À l’approche de la période de déclaration des impôts locaux, de nombreuses questions se posent sur les possibilités de réduction ou d’exonération de la taxe foncière. Qui peut en bénéficier ? Quelles conditions doivent être remplies ? Cet article fait le point sur les dispositifs en vigueur pour 2026.
EN BREF
- Les exonérations totales concernent principalement les retraités bénéficiant de l’ASPA et de l’ASI.
- Les contribuables peuvent conserver leur exonération pendant deux années, même si leurs revenus augmentent.
- Des dégrèvements sont prévus pour les logements vacants sous certaines conditions.
Conditions d’éligibilité pour les exonérations
Les **retraités** et les personnes en situation de handicap peuvent bénéficier d’exonérations totales de la taxe foncière, à condition de percevoir certaines prestations sociales. Les principales allocations qui ouvrent droit à cette exonération sont l’allocation de solidarité aux personnes âgées (**ASPA**) et l’allocation supplémentaire d’invalidité (**ASI**). Pour ceux qui reçoivent l’allocation adulte handicapé (**AAH**), l’exonération est soumise à des conditions de ressources similaires à celles des personnes âgées de plus de 75 ans.

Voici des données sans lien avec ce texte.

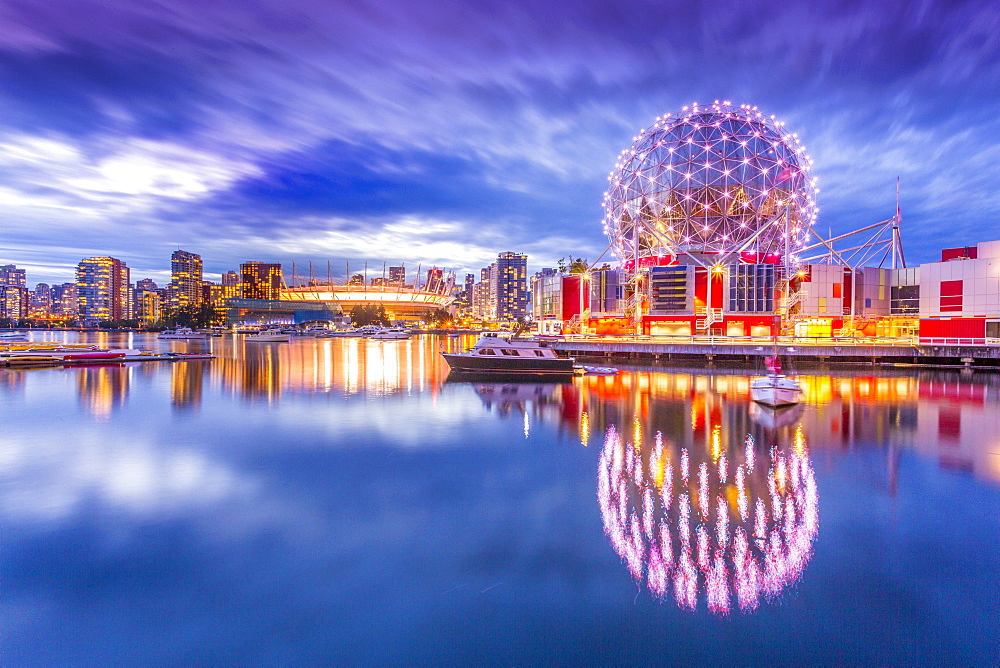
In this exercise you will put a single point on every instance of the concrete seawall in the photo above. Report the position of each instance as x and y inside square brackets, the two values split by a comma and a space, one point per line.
[657, 352]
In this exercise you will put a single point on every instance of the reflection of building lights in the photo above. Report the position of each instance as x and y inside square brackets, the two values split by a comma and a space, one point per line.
[748, 549]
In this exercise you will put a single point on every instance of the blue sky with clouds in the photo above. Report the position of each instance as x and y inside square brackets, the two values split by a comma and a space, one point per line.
[445, 132]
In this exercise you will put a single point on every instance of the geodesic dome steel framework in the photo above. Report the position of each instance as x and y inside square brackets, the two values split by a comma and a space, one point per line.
[711, 179]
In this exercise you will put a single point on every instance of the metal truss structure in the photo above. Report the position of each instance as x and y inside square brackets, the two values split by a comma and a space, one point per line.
[715, 179]
[882, 242]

Il est important de noter que ces exonérations sont automatiquement appliquées, sans besoin de démarches supplémentaires de la part des bénéficiaires. Cela permet de simplifier le processus pour les personnes concernées.
Maintien des avantages fiscaux
Les contribuables qui ont eu droit à une exonération de taxe foncière en raison de leur âge, de leur handicap, ou de la perception de certaines allocations, continuent de bénéficier de cet avantage pendant deux années supplémentaires. Cela est particulièrement avantageux pour ceux dont les revenus dépassent les plafonds de ressources fixés par la loi. De plus, leur taxe foncière restera allégée grâce à un abattement de deux tiers de la valeur locative la troisième année, suivi d’un abattement d’un tiers la quatrième année.

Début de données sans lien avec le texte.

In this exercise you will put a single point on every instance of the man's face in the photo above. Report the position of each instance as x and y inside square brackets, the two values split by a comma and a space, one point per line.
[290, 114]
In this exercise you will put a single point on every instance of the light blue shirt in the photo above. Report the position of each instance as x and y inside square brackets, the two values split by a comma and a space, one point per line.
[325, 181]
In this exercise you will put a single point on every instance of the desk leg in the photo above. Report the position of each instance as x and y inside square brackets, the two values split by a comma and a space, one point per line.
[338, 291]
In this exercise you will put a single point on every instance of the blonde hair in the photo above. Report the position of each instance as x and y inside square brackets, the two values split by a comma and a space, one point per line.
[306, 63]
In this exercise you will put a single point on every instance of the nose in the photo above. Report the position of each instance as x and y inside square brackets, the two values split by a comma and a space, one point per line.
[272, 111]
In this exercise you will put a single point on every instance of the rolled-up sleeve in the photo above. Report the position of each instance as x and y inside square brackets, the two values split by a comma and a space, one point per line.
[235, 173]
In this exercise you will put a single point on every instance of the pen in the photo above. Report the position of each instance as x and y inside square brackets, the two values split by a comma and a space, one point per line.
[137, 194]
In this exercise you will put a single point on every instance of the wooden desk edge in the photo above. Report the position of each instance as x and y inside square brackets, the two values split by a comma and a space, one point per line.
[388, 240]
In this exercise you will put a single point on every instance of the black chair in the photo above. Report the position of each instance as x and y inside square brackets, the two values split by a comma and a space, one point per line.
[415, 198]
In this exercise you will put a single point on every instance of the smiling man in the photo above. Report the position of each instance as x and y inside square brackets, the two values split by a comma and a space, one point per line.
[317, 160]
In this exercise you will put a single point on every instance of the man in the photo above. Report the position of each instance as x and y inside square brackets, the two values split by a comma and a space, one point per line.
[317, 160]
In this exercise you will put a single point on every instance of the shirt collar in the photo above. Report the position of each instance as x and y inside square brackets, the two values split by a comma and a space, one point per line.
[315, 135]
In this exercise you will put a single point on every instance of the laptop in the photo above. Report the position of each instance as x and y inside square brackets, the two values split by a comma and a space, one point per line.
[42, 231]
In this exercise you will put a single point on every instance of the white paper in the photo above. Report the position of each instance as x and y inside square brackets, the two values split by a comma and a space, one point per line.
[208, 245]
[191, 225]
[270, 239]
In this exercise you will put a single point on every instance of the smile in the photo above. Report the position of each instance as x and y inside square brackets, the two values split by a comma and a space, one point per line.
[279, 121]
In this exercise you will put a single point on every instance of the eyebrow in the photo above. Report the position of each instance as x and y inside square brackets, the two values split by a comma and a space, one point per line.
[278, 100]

Autres possibilités de réduction
Il existe également d’autres mesures susceptibles d’entraîner des réductions de la taxe foncière, selon les décisions prises par certaines communes. Par exemple, des dégrèvements sont prévus pour les bailleurs dont le logement est resté vacant pendant une période d’au moins trois mois pour des raisons indépendantes de leur volonté. Le montant de ce dégrèvement est calculé sur la base d’un douzième de la taxe foncière multiplicateur par le nombre de mois sans locataire.

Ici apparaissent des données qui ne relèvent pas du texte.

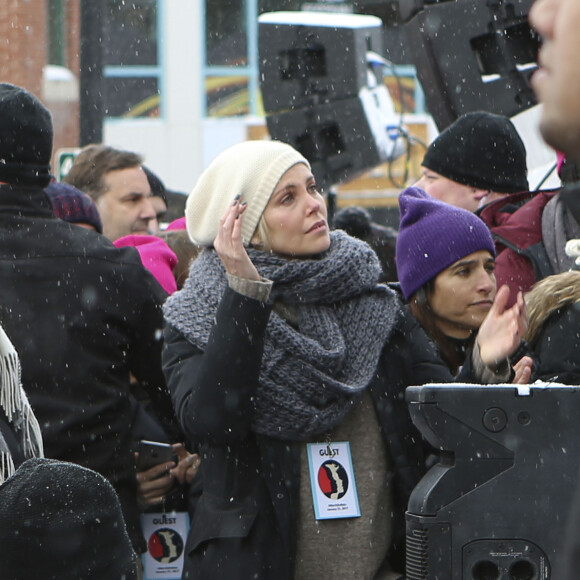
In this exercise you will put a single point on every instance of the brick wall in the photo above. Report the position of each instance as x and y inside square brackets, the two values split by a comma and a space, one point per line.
[23, 55]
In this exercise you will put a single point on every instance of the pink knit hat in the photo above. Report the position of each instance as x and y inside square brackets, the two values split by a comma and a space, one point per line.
[156, 256]
[178, 224]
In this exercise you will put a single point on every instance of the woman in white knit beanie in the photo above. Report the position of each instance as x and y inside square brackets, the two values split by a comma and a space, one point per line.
[280, 348]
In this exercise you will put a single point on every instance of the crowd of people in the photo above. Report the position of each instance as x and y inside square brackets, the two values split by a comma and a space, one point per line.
[255, 337]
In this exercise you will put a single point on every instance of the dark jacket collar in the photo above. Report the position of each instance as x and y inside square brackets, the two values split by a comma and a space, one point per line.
[24, 200]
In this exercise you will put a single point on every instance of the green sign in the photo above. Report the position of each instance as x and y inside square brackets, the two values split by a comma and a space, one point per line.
[64, 160]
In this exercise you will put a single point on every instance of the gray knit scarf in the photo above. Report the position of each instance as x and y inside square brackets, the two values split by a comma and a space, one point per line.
[312, 372]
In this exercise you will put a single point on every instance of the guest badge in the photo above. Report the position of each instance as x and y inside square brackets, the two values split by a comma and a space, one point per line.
[166, 534]
[332, 480]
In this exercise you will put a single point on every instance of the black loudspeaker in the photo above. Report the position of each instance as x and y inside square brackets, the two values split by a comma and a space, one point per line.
[341, 138]
[495, 506]
[309, 58]
[474, 55]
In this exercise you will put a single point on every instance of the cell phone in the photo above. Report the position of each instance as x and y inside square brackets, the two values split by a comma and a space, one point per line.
[153, 453]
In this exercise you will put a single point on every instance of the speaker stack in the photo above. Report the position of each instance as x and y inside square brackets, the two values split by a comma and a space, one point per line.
[474, 55]
[322, 95]
[495, 506]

Les contribuables concernés doivent cependant déposer une réclamation auprès de leur centre des impôts avant le 31 décembre de l’année suivant la vacance locative.
Questions fréquentes
Beaucoup se demandent également si la **nue-propriété** a un impact sur l’obligation de payer la taxe foncière. La réponse est non : sauf convention contraire, c’est l’usufruitier qui est responsable du paiement de la taxe. La même logique s’applique aux caravanes, qui, comme toutes les constructions fixes, sont soumises à la taxe foncière.
En conclusion, il est essentiel de vérifier auprès de votre mairie les éventuelles exonérations ou réductions spécifiques mises en place localement. La fiscalité locale peut parfois offrir des opportunités intéressantes à ceux qui prennent le temps de s’informer.